Wednesday, March 4, 2015

King v. Burwell - Oral argument summary

The Supreme Court heard oral argument today in King v. Burwell, the latest challenge to the Affordable Care Act.

I've posted previously about the case (here). Briefly, the IRS treats federal exchanges and state exchanges identically for purposes of ACA subsidies. The challengers argue that this treatment misinterprets the phrase "an Exchange established by the State" in the Affordable Care Act.  If the Court sides with the challengers, the bill's supporters believe that the consequences would be devastating.

The Supreme Court posted the oral-argument transcript earlier today. Other sites have done an expert job of covering the argument, including Dahlia Lithwick for Slate, Adam Liptak for The New York Times, Lyle Denniston and Amy Howe for SCOTUSBlog, and Jonathan H. Adler for The Volokh Conspiracy. So I'll keep my comments brief.

Reading the tea leaves
The consensus seems to be that Justices Ginsburg, Breyer, Kagan, Sotomayor are firmly in favor of the government, while Justices Scalia, Thomas, and Alito are with the challengers. Chief Justice Roberts (who was the "swing" vote in the previous challenge to the Affordable Care Act) asked almost no questions.

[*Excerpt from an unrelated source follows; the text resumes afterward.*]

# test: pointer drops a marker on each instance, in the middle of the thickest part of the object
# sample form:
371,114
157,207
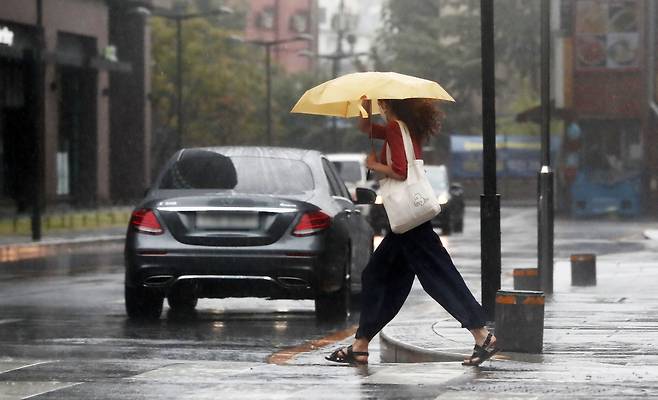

Justice Kennedy made an important observation about federalism that leads some commentators to think he's not a clear vote for the challengers (although others disagree).

Transcript, page 16

No cameo?
Justice Kagan asked the challengers a question that involved three hypothetical law clerks - Amanda, Elizabeth, and Will.

Transcript, page 9

But Justice Kagan actually has four law clerks, and she gave the names of three of them in her hypothetical. Odd that the fourth clerk didn't make a cameo - perhaps he came up with the question in the first place.

Congressional fix
When the government argued that a pro-challenger decision would have dire results, Justice Scalia was skeptical. One might reasonably think that the statute Congress actually passed is ambiguous. Congress could fix the problem itself. But Solicitor General Donald Verrilli (arguing for the government) went realpolitik, adding some well-received levity.

Transcript, page 54

This is one of the most important cases the Supreme Court took for this term - I wouldn't expect an opinion to get issued until late June or early July.

1 comment:

  1. This is a ridiculous challenge and needs to fail. I think the overarching point is that Congress cannot be held to such a high standard of drafting precision -- they need help from reasonable interpreters. I think that the fish case (whether a fish is a tangible thing for purposes of a criminal statute arguably meant to target records destruction) is a case about the same thing. It's unfortunate this arose from a circuit split, otherwise I think the court should not have heard it so long as the result was to affirm the IRS's position.